5237 sayılı Türk Ceza Kanunu’nun 7. maddesinde yer alan “işlendiği zaman yürürlükte bulunan kanuna göre suç sayılmayan bir fiilden dolayı kimseye ceza verilemez ve güvenlik tedbiri uygulanamaz. İşlendikten sonra yürürlüğe giren kanuna göre suç sayılmayan bir fiilden dolayı da kimse cezalandırılamaz ve hakkında güvenlik tedbiri uygulanamaz. Böyle bir ceza veya güvenlik tedbiri hükmolunmuşsa infazı ve kanuni neticeleri kendiliğinden kalkar. Suçun işlendiği zaman yürürlükte bulunan kanun ile sonradan yürürlüğe giren kanunların hükümleri farklı ise, failin lehine olan kanun uygulanır ve infaz olunur.” yolundaki hüküm failin lehine olan kanunun uygulanması ilkesini düzenlemektedir.

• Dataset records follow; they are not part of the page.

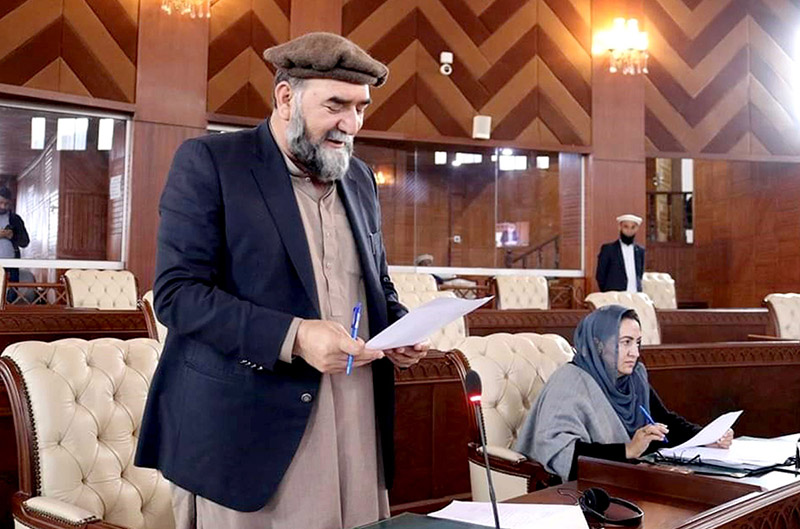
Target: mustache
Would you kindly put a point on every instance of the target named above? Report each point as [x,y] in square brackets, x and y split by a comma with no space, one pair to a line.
[337,135]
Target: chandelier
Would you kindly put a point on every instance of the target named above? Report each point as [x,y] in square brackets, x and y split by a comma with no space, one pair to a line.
[626,46]
[193,8]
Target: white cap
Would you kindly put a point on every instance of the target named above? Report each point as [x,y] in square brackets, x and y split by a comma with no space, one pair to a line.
[630,218]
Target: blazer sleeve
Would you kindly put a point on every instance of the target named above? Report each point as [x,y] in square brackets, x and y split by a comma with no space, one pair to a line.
[191,249]
[602,268]
[20,238]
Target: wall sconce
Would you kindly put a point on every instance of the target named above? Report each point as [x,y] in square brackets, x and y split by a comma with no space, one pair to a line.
[384,178]
[626,45]
[193,8]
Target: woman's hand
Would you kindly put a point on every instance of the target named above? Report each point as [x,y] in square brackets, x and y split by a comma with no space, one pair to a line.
[724,441]
[643,437]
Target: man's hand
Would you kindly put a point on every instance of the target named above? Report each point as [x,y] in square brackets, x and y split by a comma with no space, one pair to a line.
[408,356]
[324,345]
[724,441]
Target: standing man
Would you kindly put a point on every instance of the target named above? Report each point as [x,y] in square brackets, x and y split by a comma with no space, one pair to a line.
[268,239]
[620,264]
[13,234]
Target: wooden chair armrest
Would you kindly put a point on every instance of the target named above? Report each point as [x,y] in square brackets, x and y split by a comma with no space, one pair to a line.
[766,338]
[39,515]
[538,477]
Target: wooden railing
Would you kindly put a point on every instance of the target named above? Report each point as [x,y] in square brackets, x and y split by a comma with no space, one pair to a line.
[514,256]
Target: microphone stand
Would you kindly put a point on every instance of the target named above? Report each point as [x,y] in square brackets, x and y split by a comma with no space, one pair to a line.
[492,497]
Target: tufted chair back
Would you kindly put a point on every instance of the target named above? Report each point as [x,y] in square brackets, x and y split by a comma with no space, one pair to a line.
[155,328]
[638,301]
[784,314]
[77,409]
[412,283]
[448,337]
[101,289]
[513,370]
[522,292]
[661,288]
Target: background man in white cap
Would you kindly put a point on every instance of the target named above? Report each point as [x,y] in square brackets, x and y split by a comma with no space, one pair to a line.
[620,264]
[269,237]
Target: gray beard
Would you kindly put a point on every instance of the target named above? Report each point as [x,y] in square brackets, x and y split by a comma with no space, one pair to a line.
[327,165]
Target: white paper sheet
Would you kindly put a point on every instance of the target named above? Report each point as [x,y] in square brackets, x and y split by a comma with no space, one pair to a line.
[420,323]
[515,515]
[708,435]
[753,452]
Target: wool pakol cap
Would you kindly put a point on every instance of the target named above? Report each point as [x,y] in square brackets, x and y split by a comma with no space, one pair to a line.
[629,217]
[328,56]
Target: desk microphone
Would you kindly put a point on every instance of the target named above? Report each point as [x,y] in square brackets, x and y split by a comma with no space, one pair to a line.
[472,383]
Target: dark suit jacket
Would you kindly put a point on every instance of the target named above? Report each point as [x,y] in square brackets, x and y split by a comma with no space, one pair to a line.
[233,268]
[20,238]
[611,274]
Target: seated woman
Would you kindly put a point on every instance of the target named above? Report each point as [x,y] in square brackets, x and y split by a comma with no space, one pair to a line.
[593,405]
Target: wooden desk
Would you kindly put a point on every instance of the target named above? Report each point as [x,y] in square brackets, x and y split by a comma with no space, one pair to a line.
[671,500]
[50,323]
[702,381]
[677,326]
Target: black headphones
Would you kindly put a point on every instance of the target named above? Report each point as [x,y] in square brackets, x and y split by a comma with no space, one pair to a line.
[595,502]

Ceza hukuku kökenli bir ilke olan lehe olan hükmün uygulanması ilkesi, işlendiği zamanın hukuki normları uyarınca suç sayılan bir fiil, sonradan yürürlüğe giren bir düzenleme ile suç olmaktan çıkarılmış bulunuyorsa veya sonradan yürürlüğe giren düzenleme, suçun işlendiği zaman mevcut olan düzenlemeye göre suçlunun lehine ise, sonraki normun daha önce işlenmiş olan fillere de uygulanmasını öngörmektedir.
Bu anlamda, idari işlem niteliğindeki idari yaptırımın da tesis edildiği tarihte yürürlükte bulunan mevzuata göre yargısal denetiminin yapılması gerekmekte ise de, ilke olarak suç ve cezadan lehe olan normun uygulanması kuralının idari yaptırımlar yönünden de geçerli olduğunun kabulü gerekmektedir.